Crisi d’identità

Sono diversi mesi che sono dormiente, su questo blog di economia. E lo sono perché non ci capisco un'acca . Je m'accuse. Non trovo nessun bandolo e neppure la tanto celebrata matassa: sono un econ...

Sono diversi mesi che sono dormiente, su questo blog di economia. E lo sono perché non ci capisco un’acca .

Je m’accuse.

Non trovo nessun bandolo e neppure la tanto celebrata matassa: sono un economista in crisi d’identità.

Contabile.

Il PIL è la somma di consumi, investimenti e spesa pubblica: giusto?

Allora le politiche europee, che abbattono i consumi, ossessionate dal rigore, attraverso una tassazione crescente; che riducono la spesa pubblica per esigenze di bilancio; che deprimono gli investimenti per un clima di sfiducia generale non controbilanciato da risibili iniezioni di liquidità nel sistema, non possono riportare l’agognato segno +.

Non ci voleva e non ci vuole un economista per capirlo.

La cosa più sensata che ho letto, in questi mesi, è il giudizio di un matematico, Odifreddi, che diceva più o meno: “Gli economisti di oggi sono come i chirurghi del rinascimento, che per qualunque male ricorrevano alle sanguisughe, nella convinzione che eliminare il sangue marcio potesse miracolosamente sanare l’organismo, senza accorgersi, invece, di finire con lo spossarne le ultime resistenze“.

D’altro canto, è stato pure scritto a valanga della crisi delle teorie economiche stesse: e che nessuno aveva predetto la crisi; e che quei pochi non sono stati ascoltati…

Anche qui mi spiace, per manifeste mie incapacità, di non essere uno scienziato duro, di quelli rassicurati dall’essenza scalare e indubitabile del mondo.

Un fisico che guarda con serenità all’entropia.

Bah, faccio spallucce e rinnovo la mia incomprensione cosmica.

C’è come un malessere spossato, però, che non riesco a decifrare: quel senso indigesto di ‘non speranza’ manifesto.

L’intima convinzione, insomma, che non ci aspetti una stagione felice.

Come quando sei a una partita di calcio e senti la necessità incombente di un’eliminazione.
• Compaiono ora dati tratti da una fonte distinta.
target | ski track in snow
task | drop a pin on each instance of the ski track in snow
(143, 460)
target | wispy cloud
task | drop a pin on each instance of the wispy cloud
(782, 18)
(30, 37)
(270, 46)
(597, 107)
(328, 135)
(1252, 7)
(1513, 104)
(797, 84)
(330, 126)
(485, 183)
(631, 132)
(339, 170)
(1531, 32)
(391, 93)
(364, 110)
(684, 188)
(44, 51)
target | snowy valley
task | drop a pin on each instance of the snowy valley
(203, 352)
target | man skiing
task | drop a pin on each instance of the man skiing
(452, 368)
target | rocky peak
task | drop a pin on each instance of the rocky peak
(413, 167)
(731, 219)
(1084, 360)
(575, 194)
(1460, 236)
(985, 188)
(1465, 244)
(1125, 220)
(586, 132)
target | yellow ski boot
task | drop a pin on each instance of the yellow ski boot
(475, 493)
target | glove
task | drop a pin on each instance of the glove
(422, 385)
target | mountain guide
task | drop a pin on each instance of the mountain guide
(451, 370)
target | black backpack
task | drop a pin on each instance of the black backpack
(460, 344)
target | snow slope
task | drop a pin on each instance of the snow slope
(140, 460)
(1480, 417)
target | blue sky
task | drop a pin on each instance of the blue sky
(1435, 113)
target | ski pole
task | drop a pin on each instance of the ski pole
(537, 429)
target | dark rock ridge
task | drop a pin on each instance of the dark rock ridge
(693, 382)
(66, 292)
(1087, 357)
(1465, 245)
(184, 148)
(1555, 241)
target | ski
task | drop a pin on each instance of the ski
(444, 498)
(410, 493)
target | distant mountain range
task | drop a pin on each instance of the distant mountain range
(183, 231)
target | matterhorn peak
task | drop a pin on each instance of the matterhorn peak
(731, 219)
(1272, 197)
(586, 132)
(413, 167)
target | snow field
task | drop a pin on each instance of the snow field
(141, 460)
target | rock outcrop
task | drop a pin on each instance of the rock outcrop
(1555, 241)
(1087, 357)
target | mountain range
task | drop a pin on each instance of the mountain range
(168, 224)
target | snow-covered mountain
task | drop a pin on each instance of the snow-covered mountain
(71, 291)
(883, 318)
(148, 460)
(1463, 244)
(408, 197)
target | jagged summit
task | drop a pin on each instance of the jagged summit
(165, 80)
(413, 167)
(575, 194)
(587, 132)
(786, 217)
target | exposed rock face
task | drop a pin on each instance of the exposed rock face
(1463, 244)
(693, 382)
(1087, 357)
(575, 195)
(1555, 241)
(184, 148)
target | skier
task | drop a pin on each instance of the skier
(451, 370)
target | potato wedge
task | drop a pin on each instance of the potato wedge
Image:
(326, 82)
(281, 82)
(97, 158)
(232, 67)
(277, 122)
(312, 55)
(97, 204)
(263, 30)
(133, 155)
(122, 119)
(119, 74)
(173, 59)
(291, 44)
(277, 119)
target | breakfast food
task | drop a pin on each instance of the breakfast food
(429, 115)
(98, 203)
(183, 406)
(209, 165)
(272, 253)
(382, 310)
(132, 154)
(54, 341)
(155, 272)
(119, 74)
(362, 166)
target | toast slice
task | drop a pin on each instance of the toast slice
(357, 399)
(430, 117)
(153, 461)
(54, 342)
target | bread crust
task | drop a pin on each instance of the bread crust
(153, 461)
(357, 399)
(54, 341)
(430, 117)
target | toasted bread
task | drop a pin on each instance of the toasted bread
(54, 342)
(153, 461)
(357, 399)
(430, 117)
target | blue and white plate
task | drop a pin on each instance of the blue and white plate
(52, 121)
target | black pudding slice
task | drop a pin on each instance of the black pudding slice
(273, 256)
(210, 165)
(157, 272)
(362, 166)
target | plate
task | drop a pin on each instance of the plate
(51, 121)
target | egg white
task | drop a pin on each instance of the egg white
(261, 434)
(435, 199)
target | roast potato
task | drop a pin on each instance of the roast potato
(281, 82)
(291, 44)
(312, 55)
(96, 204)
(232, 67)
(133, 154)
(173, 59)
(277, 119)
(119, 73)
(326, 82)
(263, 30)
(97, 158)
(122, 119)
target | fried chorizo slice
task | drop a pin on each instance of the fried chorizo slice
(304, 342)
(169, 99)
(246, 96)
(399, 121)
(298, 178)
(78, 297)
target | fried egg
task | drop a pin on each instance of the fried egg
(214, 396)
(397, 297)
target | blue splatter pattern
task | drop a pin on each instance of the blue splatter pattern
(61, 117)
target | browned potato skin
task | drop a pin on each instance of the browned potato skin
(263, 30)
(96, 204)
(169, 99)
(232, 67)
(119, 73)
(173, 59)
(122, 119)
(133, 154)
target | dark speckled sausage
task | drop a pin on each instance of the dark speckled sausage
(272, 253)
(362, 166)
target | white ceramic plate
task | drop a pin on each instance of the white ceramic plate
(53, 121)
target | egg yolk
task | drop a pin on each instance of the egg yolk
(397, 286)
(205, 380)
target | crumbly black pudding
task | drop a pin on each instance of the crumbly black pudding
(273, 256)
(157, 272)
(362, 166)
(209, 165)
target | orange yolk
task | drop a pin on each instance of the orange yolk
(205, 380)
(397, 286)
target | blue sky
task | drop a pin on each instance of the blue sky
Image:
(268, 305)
O di una sconfitta (e sarà che quest’anno sono abbonato all’Inter…).

Irrazionale e arresa come un gesto scaramantico.

E’ in questi momenti che si manifesta il rischio peggiore: l’istinto distruttivo dell’anti-economia.

Esattamente come il sentore cupo che queste settimane livide portano con sè, sulla groppa del cavallo trottelerrante dell’antipolitica come professione di fede.

Come reagire? Che fare?

Io ricomincio a scrivere. A pensare. A dire la mia, nel marasma della rete sola e pensosa. Con la speranza, di un grande economista come Marshall, di rivedere presto ‘l’uomo in carne e sangue’ al centro dell’analisi.